Потихоньку, потихоньку Стас разговорился. Рассказал о своём детстве, об учёбе в аспирантуре МГУ, о рубаи любимого Омар Хайяма, но декламировать его стихи не стал. Голос у него приятный, убаюкивающий – хорошо мне с ним. Каким-то сложным путём вышел на своих любовниц. В этом месте я его провокационными вопросами слегка подзадоривала. Любил он только, по его словам двух: Галю с восьмого класса и Веру. Но в подробных пересказах об отношениях с Веркой ни волнения, ни осуждения не услышала. Это вызывает уважение. Задремала. Стас, видимо, почувствовал и замолчал. Через три часа с небольшим мы были в Гороховце.

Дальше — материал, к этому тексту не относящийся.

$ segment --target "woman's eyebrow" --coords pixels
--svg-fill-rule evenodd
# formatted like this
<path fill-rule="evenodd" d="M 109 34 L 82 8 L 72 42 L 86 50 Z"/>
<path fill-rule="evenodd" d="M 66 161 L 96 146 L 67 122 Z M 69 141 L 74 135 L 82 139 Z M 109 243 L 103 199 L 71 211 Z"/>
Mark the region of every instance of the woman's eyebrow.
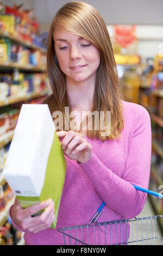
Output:
<path fill-rule="evenodd" d="M 82 36 L 78 38 L 78 40 L 82 39 L 84 39 L 84 38 L 82 38 Z M 58 38 L 58 39 L 56 39 L 55 41 L 57 42 L 57 41 L 60 41 L 60 42 L 67 42 L 67 40 L 66 39 L 62 39 L 61 38 Z"/>

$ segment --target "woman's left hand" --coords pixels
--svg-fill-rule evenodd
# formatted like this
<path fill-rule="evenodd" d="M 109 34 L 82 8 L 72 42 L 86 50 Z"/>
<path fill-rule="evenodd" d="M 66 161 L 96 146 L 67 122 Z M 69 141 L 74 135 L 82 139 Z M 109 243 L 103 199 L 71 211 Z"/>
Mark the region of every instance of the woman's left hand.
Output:
<path fill-rule="evenodd" d="M 64 153 L 70 159 L 80 163 L 87 162 L 92 157 L 92 145 L 83 137 L 81 133 L 74 131 L 59 131 L 59 138 L 64 137 L 61 145 Z"/>

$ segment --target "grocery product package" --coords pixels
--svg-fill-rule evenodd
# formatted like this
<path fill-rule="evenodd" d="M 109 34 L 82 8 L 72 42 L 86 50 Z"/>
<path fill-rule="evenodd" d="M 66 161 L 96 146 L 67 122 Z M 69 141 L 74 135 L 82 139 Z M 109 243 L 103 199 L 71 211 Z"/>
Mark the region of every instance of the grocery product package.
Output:
<path fill-rule="evenodd" d="M 23 208 L 53 200 L 51 228 L 56 227 L 66 167 L 48 105 L 23 104 L 3 175 Z"/>

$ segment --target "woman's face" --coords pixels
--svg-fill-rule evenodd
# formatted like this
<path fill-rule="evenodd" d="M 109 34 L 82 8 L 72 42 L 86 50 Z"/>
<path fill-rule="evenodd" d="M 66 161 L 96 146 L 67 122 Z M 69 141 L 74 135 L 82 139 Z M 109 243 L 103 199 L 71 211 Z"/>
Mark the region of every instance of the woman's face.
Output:
<path fill-rule="evenodd" d="M 95 81 L 101 60 L 97 48 L 84 38 L 59 28 L 55 29 L 53 36 L 59 64 L 67 81 Z"/>

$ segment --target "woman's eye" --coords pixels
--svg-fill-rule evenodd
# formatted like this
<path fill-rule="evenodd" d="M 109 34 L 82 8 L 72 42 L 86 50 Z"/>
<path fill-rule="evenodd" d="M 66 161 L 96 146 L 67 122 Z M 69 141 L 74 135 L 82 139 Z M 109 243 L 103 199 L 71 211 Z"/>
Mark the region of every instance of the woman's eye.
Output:
<path fill-rule="evenodd" d="M 87 45 L 82 45 L 82 46 L 83 46 L 83 47 L 88 47 L 88 46 L 90 46 L 90 45 L 91 45 L 91 44 L 89 44 Z"/>
<path fill-rule="evenodd" d="M 59 50 L 66 50 L 67 48 L 67 46 L 64 46 L 62 47 L 60 47 Z"/>

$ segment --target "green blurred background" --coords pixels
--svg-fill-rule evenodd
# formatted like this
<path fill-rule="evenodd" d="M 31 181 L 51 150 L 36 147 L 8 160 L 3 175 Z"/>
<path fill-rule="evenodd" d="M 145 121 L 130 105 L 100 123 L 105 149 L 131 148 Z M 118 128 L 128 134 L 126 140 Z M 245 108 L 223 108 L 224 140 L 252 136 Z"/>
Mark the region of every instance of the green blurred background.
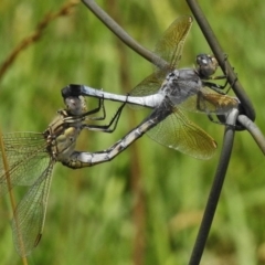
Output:
<path fill-rule="evenodd" d="M 184 0 L 97 2 L 150 50 L 176 18 L 191 14 Z M 44 14 L 62 4 L 2 0 L 0 61 L 34 31 Z M 256 124 L 265 131 L 264 1 L 201 4 L 253 100 Z M 180 66 L 192 66 L 201 52 L 211 53 L 194 22 Z M 0 80 L 0 127 L 3 132 L 43 131 L 63 107 L 61 88 L 65 85 L 83 83 L 126 94 L 151 70 L 150 63 L 126 47 L 80 3 L 71 15 L 52 22 L 42 39 L 21 52 Z M 117 107 L 116 103 L 107 104 L 108 118 Z M 127 107 L 114 134 L 84 131 L 78 149 L 106 149 L 146 115 Z M 44 234 L 29 264 L 187 264 L 223 137 L 223 126 L 202 115 L 192 117 L 219 144 L 209 161 L 167 149 L 144 136 L 104 165 L 75 171 L 56 165 Z M 17 200 L 21 197 L 18 193 Z M 0 216 L 0 264 L 22 264 L 12 243 L 8 197 L 1 200 Z M 264 158 L 247 132 L 236 134 L 201 264 L 265 264 Z"/>

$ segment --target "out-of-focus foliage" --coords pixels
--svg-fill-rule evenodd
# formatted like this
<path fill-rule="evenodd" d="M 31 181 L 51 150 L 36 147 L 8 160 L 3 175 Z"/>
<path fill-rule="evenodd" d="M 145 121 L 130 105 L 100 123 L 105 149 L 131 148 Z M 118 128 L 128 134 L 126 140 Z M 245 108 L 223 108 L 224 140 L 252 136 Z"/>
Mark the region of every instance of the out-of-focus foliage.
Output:
<path fill-rule="evenodd" d="M 45 13 L 61 4 L 61 0 L 2 0 L 0 61 Z M 176 18 L 191 13 L 184 0 L 100 0 L 98 4 L 150 50 Z M 265 131 L 264 1 L 201 4 L 253 100 L 256 124 Z M 194 22 L 181 66 L 192 66 L 200 52 L 210 49 Z M 148 62 L 124 46 L 80 3 L 74 13 L 52 22 L 38 43 L 21 52 L 0 81 L 1 129 L 43 131 L 63 107 L 61 88 L 70 83 L 125 94 L 150 71 Z M 108 118 L 117 107 L 107 104 Z M 131 113 L 125 110 L 112 135 L 84 131 L 78 149 L 109 147 L 144 117 L 141 112 L 136 117 Z M 192 159 L 144 137 L 105 165 L 76 171 L 57 165 L 44 234 L 29 264 L 187 264 L 223 136 L 223 126 L 202 115 L 192 117 L 219 142 L 210 161 Z M 21 195 L 18 193 L 18 200 Z M 12 244 L 8 203 L 1 200 L 0 263 L 21 264 Z M 264 157 L 247 132 L 236 134 L 202 264 L 265 264 Z"/>

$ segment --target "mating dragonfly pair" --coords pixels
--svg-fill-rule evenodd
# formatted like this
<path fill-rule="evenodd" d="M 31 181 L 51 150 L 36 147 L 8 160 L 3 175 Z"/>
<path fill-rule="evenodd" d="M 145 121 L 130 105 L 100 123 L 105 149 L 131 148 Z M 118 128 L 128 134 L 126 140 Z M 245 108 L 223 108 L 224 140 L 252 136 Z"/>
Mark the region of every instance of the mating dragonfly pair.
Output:
<path fill-rule="evenodd" d="M 13 240 L 21 256 L 29 255 L 41 240 L 55 162 L 77 169 L 109 161 L 146 132 L 159 144 L 195 158 L 209 159 L 213 156 L 216 149 L 214 139 L 189 120 L 182 109 L 209 117 L 213 114 L 226 115 L 239 106 L 239 100 L 224 95 L 220 92 L 221 86 L 210 82 L 218 68 L 214 57 L 201 54 L 197 57 L 197 68 L 176 68 L 191 24 L 191 17 L 182 17 L 169 26 L 155 50 L 166 66 L 157 68 L 129 95 L 68 85 L 62 89 L 66 108 L 59 112 L 43 134 L 14 132 L 1 137 L 3 148 L 0 155 L 7 158 L 8 168 L 0 161 L 0 195 L 14 186 L 30 187 L 12 221 Z M 98 107 L 87 112 L 84 96 L 99 98 Z M 89 120 L 105 119 L 106 99 L 123 104 L 108 125 L 91 125 Z M 115 130 L 127 103 L 152 108 L 152 112 L 110 148 L 97 152 L 75 150 L 82 129 Z M 94 116 L 100 109 L 103 117 Z"/>

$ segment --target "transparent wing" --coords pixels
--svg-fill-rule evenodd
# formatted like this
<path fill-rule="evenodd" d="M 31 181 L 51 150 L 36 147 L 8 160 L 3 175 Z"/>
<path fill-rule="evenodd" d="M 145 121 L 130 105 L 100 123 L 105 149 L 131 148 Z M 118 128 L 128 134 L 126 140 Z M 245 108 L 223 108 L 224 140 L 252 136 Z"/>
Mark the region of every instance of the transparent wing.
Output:
<path fill-rule="evenodd" d="M 181 84 L 182 89 L 187 89 L 186 86 Z M 226 114 L 237 106 L 236 98 L 219 94 L 208 87 L 201 87 L 197 94 L 178 105 L 181 109 L 203 114 Z"/>
<path fill-rule="evenodd" d="M 210 159 L 216 149 L 214 139 L 178 108 L 147 135 L 163 146 L 199 159 Z"/>
<path fill-rule="evenodd" d="M 177 67 L 181 59 L 186 38 L 192 24 L 192 18 L 181 17 L 163 32 L 155 53 L 169 63 L 168 68 L 156 68 L 155 73 L 140 82 L 130 93 L 132 96 L 147 96 L 158 92 L 169 71 Z M 156 64 L 156 60 L 153 60 Z"/>
<path fill-rule="evenodd" d="M 18 204 L 12 220 L 13 241 L 18 253 L 26 256 L 41 240 L 54 161 Z"/>
<path fill-rule="evenodd" d="M 158 41 L 155 53 L 170 64 L 170 70 L 178 66 L 191 25 L 192 18 L 190 15 L 180 17 L 170 24 Z"/>
<path fill-rule="evenodd" d="M 13 132 L 2 136 L 11 186 L 31 186 L 49 165 L 42 134 Z M 0 197 L 8 191 L 7 172 L 0 150 Z M 46 159 L 45 159 L 46 158 Z"/>

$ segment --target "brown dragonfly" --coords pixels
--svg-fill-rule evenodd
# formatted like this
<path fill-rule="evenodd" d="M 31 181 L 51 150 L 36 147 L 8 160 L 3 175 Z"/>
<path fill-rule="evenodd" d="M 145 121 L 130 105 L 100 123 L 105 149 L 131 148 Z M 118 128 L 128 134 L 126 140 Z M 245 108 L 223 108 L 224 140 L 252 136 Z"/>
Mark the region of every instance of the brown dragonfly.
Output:
<path fill-rule="evenodd" d="M 121 105 L 108 125 L 97 126 L 87 121 L 105 119 L 103 99 L 89 112 L 83 96 L 67 97 L 65 105 L 44 132 L 0 136 L 0 197 L 15 186 L 30 187 L 14 211 L 11 224 L 14 245 L 21 256 L 29 255 L 41 240 L 54 165 L 71 163 L 82 129 L 112 132 L 124 107 Z M 103 116 L 94 116 L 100 109 Z"/>
<path fill-rule="evenodd" d="M 188 119 L 182 110 L 211 115 L 226 115 L 239 106 L 236 98 L 224 95 L 222 86 L 210 82 L 219 64 L 206 54 L 197 56 L 195 68 L 177 70 L 183 44 L 192 24 L 192 18 L 177 19 L 157 43 L 153 60 L 155 72 L 140 82 L 127 95 L 103 92 L 85 85 L 68 85 L 62 89 L 63 96 L 84 95 L 153 108 L 144 121 L 109 149 L 103 151 L 106 160 L 116 157 L 144 134 L 169 148 L 199 159 L 210 159 L 216 142 L 204 130 Z M 158 62 L 160 60 L 160 62 Z M 162 62 L 162 63 L 161 63 Z M 226 82 L 227 83 L 227 82 Z M 91 165 L 89 153 L 76 153 L 76 167 Z"/>

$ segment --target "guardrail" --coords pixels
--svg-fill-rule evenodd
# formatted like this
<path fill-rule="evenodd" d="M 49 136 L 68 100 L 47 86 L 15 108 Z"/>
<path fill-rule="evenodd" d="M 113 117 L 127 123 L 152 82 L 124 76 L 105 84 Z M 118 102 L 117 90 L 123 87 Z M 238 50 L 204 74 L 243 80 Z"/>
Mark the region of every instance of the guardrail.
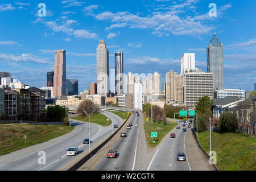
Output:
<path fill-rule="evenodd" d="M 128 119 L 130 118 L 131 114 L 129 114 L 129 116 L 126 119 L 125 122 L 120 126 L 113 134 L 112 134 L 106 140 L 102 142 L 100 146 L 97 147 L 94 150 L 93 150 L 90 154 L 87 154 L 84 158 L 79 161 L 77 163 L 75 164 L 72 167 L 69 168 L 68 171 L 76 171 L 81 166 L 82 166 L 85 163 L 86 163 L 89 159 L 90 159 L 93 155 L 96 154 L 96 153 L 101 149 L 120 130 L 120 129 L 123 126 L 123 125 L 126 123 Z"/>
<path fill-rule="evenodd" d="M 202 147 L 201 147 L 200 144 L 199 143 L 199 140 L 197 140 L 197 138 L 196 138 L 196 134 L 195 129 L 193 130 L 191 130 L 193 134 L 193 136 L 194 137 L 195 139 L 196 140 L 196 143 L 197 144 L 197 146 L 199 147 L 199 148 L 202 151 L 203 154 L 204 154 L 204 156 L 207 158 L 207 159 L 209 161 L 209 159 L 210 159 L 210 156 L 208 155 L 208 154 L 204 151 L 204 149 L 203 149 Z M 212 166 L 213 167 L 213 168 L 215 171 L 220 171 L 218 167 L 214 164 L 212 164 Z"/>
<path fill-rule="evenodd" d="M 62 122 L 36 122 L 27 120 L 4 120 L 0 121 L 1 125 L 28 123 L 33 125 L 64 125 Z"/>

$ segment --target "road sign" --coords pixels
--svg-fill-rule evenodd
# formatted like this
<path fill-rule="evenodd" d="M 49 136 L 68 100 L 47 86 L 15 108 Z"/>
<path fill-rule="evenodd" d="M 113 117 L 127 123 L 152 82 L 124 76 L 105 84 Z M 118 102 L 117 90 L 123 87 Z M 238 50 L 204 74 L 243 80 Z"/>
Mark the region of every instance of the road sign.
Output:
<path fill-rule="evenodd" d="M 191 115 L 191 116 L 196 115 L 196 111 L 195 110 L 188 111 L 188 115 Z"/>
<path fill-rule="evenodd" d="M 151 137 L 158 137 L 158 133 L 157 132 L 151 132 Z"/>
<path fill-rule="evenodd" d="M 187 116 L 187 110 L 180 110 L 180 116 Z"/>

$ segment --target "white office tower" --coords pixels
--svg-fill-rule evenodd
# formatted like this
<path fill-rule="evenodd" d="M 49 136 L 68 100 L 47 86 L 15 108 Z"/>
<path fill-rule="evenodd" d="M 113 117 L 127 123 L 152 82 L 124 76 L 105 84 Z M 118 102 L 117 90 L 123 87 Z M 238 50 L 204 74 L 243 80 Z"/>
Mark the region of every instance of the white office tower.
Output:
<path fill-rule="evenodd" d="M 135 82 L 134 84 L 134 109 L 142 111 L 142 84 Z"/>
<path fill-rule="evenodd" d="M 109 51 L 104 40 L 97 48 L 97 93 L 108 96 L 109 93 Z"/>
<path fill-rule="evenodd" d="M 181 59 L 180 75 L 184 75 L 187 69 L 195 69 L 195 53 L 184 53 Z"/>

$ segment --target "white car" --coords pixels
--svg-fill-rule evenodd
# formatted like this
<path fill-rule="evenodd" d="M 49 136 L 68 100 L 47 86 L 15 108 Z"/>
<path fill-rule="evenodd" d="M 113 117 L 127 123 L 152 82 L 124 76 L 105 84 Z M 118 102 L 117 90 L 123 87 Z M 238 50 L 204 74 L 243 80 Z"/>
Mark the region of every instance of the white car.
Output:
<path fill-rule="evenodd" d="M 67 152 L 67 155 L 76 155 L 79 152 L 77 147 L 72 147 L 68 148 Z"/>

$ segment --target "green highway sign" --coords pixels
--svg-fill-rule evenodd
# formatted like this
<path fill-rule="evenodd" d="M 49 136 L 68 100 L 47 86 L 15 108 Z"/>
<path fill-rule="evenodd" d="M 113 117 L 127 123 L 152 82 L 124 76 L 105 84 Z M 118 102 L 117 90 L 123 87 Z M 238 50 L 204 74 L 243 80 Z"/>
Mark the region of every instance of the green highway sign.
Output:
<path fill-rule="evenodd" d="M 158 133 L 157 132 L 151 132 L 151 137 L 158 137 Z"/>
<path fill-rule="evenodd" d="M 187 116 L 187 112 L 186 110 L 180 110 L 180 116 Z"/>
<path fill-rule="evenodd" d="M 196 111 L 195 110 L 188 111 L 188 115 L 190 115 L 190 116 L 196 115 Z"/>

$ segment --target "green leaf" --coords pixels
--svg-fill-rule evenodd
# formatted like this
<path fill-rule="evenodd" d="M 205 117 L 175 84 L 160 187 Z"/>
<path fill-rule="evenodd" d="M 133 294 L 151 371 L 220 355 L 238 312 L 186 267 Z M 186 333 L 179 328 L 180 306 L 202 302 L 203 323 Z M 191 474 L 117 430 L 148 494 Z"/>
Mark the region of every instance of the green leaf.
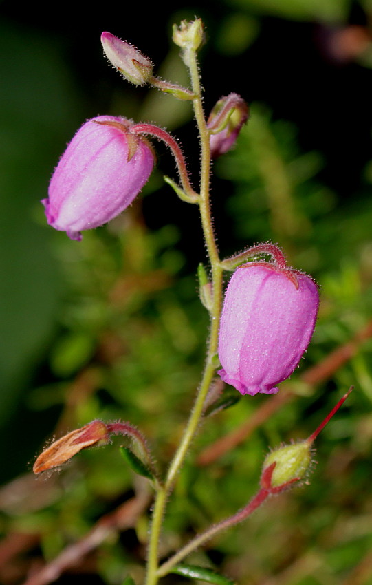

Это самое удачное решение – приехать в этот тихий уголок. Красота неописуемая: древний город на излучине реки. Восторг светился в глазах Стаса. Показала ему Благовещенский собор, затем особняк Шорина. На этот особняк он быстро наклеил ярлык: европейская эклектика. Стало ясно, что его живописность места больше волнует, чем старина. Обидно, но в Гороховце он про меня почти забыл, а мне так хотелось с ним целоваться.
Назад мы ехали в полном молчании, пока он не попросил меня что-нибудь рассказывать, чтобы не уснуть за рулём. Зевая, рассказала о школьных подругах, о нашем круге, об двух любовниках, что ему, очевидно, не понравилось. Поцеловались, ещё как поцеловались при прощании возле моего дома. Ишь какой сладкий, хотя в его поцелуях много пионерского, скромного.